As Kevin grows up he becomes even more cold and malicious, as Eva has a daughter, looking for some love in her life, and Kevin reacts to his sister with jealousy, killing her pet hamster in the garbage disposal, and burning her eye with cleaning fluid, leaving her blind. Subsequently Kevin kills nine students at his school, and Eva is forced to loose her house, and she ends up living in a rundown house near the railway line, working in a travel agency, being openly shunned and abused by her neighbors, the film shows her trying to understand the reason behind Kevins actions, and whether this was her fault, or whether he was simply a bad seed.
The film is unequivocal in it's presentation of Eva's guilt, her house is at one point splashed with red paint, and we see Eva washing her hands after having cleaned it, rinsing the red paint off her hands like a murder washing the blood off their hands. Eva is openly abused and is at one point slapped by one of her neighbors, however she doesn't react, and she takes the abuse as if she deserves it. Red is omnisciently present in the film, the film opens with the food fight in valencia showing red splattering and people running, the murder scene is presented similarly to this, with the police lights giving the scene a garish glow. The color red is present mainly after the murder, reminding her constantly of the acts her son committed.

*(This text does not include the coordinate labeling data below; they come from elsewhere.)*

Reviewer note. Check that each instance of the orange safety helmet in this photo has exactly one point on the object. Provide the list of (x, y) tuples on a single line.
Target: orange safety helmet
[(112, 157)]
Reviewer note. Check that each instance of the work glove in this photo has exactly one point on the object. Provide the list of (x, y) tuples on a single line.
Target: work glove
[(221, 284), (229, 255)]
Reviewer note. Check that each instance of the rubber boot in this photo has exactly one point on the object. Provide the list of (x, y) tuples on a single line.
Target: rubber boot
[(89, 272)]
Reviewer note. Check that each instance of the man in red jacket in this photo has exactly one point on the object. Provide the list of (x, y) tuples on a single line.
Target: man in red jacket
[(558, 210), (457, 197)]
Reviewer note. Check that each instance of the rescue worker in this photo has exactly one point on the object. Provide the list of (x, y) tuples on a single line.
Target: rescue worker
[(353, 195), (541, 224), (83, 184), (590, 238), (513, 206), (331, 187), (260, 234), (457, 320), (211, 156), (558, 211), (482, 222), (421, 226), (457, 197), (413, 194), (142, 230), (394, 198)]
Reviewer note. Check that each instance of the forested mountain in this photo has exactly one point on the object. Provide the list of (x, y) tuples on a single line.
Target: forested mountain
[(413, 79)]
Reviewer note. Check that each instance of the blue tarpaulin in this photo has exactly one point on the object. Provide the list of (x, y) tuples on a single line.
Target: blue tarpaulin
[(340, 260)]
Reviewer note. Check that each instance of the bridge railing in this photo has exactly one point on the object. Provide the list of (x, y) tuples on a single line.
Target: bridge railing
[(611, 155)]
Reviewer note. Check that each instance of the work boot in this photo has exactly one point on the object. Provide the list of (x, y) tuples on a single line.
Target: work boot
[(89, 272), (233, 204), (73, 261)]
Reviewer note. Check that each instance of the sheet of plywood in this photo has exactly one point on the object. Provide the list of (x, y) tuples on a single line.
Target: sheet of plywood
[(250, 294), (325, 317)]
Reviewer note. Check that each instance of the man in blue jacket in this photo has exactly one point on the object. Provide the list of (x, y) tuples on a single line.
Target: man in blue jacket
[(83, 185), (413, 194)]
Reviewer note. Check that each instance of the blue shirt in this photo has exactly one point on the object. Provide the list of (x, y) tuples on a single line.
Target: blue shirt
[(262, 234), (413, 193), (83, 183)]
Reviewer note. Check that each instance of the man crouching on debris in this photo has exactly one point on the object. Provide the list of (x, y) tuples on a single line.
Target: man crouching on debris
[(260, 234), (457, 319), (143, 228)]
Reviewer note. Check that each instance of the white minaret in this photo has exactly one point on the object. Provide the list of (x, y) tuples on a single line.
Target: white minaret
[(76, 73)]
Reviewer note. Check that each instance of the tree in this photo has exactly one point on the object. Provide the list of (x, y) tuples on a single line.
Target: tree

Environments are also very important in the film, the apartment into which Kevin is born is a very personal space, curated over time and filled with memorable trinkets. The house in the suburbs to which they move is in direct contrast, it is cold, uninviting  and impersonal. In the house both of the children have personal spaces which represent them, even Kevin, Eva's only attempt at a personal space is ruined by Kevin, who sprays it with black ink. The rest of the house has a clinical feel, lacking personality or feeling.
The performances in the film are superb, Tilda Swindon is magnificent, playing a woman who is wracked with guilt, who feels responsible for the abhorrent acts her son committed, and who accepts her punishment with an almost saintly penitence. Ezra Miller is also fantastic as Kevin, a sociopath who feels almost nothing, a psychopath who doesn't know why he killed those people, and who acts out of curiosity. The lack of chemistry between Swinton and Miller is incredible, and their performances are subtle and complex.
However We Need To Talk About Kevin raises more questions than it answers, and the film is ultimately more of an exploration than a decipherment. Nonetheless We Need To Talk About Kevin is a visually intriguing and beautifully acted drama. Rating: A-

Eva: Whenever I see fat people, they're always eating. Don't give me any of this... 'slow metabolism, it's my glands' crap.